The Plan adopted the objectives of the Mobility Board based on this diagnosis, and taking the records and the strategic framework of the SUMP into consideration. The Mobility Board uses a participatory process for the qualitative analysis of both the diagnosis and the plan's strategic lines of action. This process enables the detection of weak spots in the system and the progression of feasibility and desirability of the potential measures.
The Plan established three main elements of focus:
- Discouraging less efficient mobility
- Fostering sustainable modes of transport
- Improving the overall mobility system
Thanks to Madrid’s Mobility Status Report, an annual monitoring mechanism has been established. More in-depth evaluations will take place in 2017 and in 2020.
The Plan suggests 95 specific measures oriented to reach (by 2020) close to a six per cent reduction of traffic in the city in favour of pedestrian mobility, bicycle use and public transport.
Introducing a smart Regulated Parking Service (SER), improving of the cycle path network, creating alternative methods of car-parking and bus-only lanes, and introducing technological solutions to control access to traffic in loading and unloading areas are among the most prominent measures.
The SUMP will increase comfort for citizens and improve their quality of life by reducing car use. Madrid estimates that implementing the measures of the Plan will result in 3.2 million fewer kilometres being travelled by car per day, which corresponds to a reduction of 135 000 tons of CO2, 400 tons of NOx and 26 tons of PM2.5.
Madrid predicts that in 2020 it will need to accommodate around 130 000 extra journeys a day (a rise of 3.5 per cent). The Plan will allow this to be absorbed by sustainable ways of transport to prevent additional congestion in the city.
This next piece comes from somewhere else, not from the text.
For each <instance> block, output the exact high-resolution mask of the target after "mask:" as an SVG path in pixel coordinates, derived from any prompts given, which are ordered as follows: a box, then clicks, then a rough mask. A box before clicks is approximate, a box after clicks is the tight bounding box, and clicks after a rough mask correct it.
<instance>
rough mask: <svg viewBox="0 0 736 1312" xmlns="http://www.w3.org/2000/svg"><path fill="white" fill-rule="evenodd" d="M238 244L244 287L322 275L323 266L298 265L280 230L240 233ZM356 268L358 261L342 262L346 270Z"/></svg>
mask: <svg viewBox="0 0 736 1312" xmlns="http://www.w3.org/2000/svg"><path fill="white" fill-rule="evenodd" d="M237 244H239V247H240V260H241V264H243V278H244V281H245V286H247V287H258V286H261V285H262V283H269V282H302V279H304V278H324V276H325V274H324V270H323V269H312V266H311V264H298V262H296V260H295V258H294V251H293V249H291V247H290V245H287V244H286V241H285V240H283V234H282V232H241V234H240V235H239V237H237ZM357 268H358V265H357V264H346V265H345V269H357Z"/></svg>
Measures to discourage private vehicle use and promote other ways to travel are expected to increase the share of public transport from 42 to 45 per cent. Active mobility, such as walking and cycling, will rise from 29 to 32 per cent. The use of private vehicles would consequently fall from 29 per cent of current daily journeys to 23 per cent.
This Plan presents important challenges such as designing a more local, humanised, social urban space for people to enjoy, in a vast metropolis that endures millions of daily journeys and that needs to stay accessible and economically efficient.
The specific challenges will be improving the environmental quality of the city and calming traffic while also guaranteeing a certain amount of private vehicle traffic by means of road regulation and organisation. Increasing the operating speed of public transport also represents a challenge, especially outside the M-30 (the orbital motorway circulating central districts of Madrid) and so does improving the efficiency of the distribution of urban goods.
But at the same time, city officials say that this Plan offers the opportunity to give space back to the citizens by maximizing the leisurely character of streets and squares, and the opportunity to increase the social and natural capital for citizens of Madrid, who wish to continue evolving and living in a healthy, efficient and comfortable city.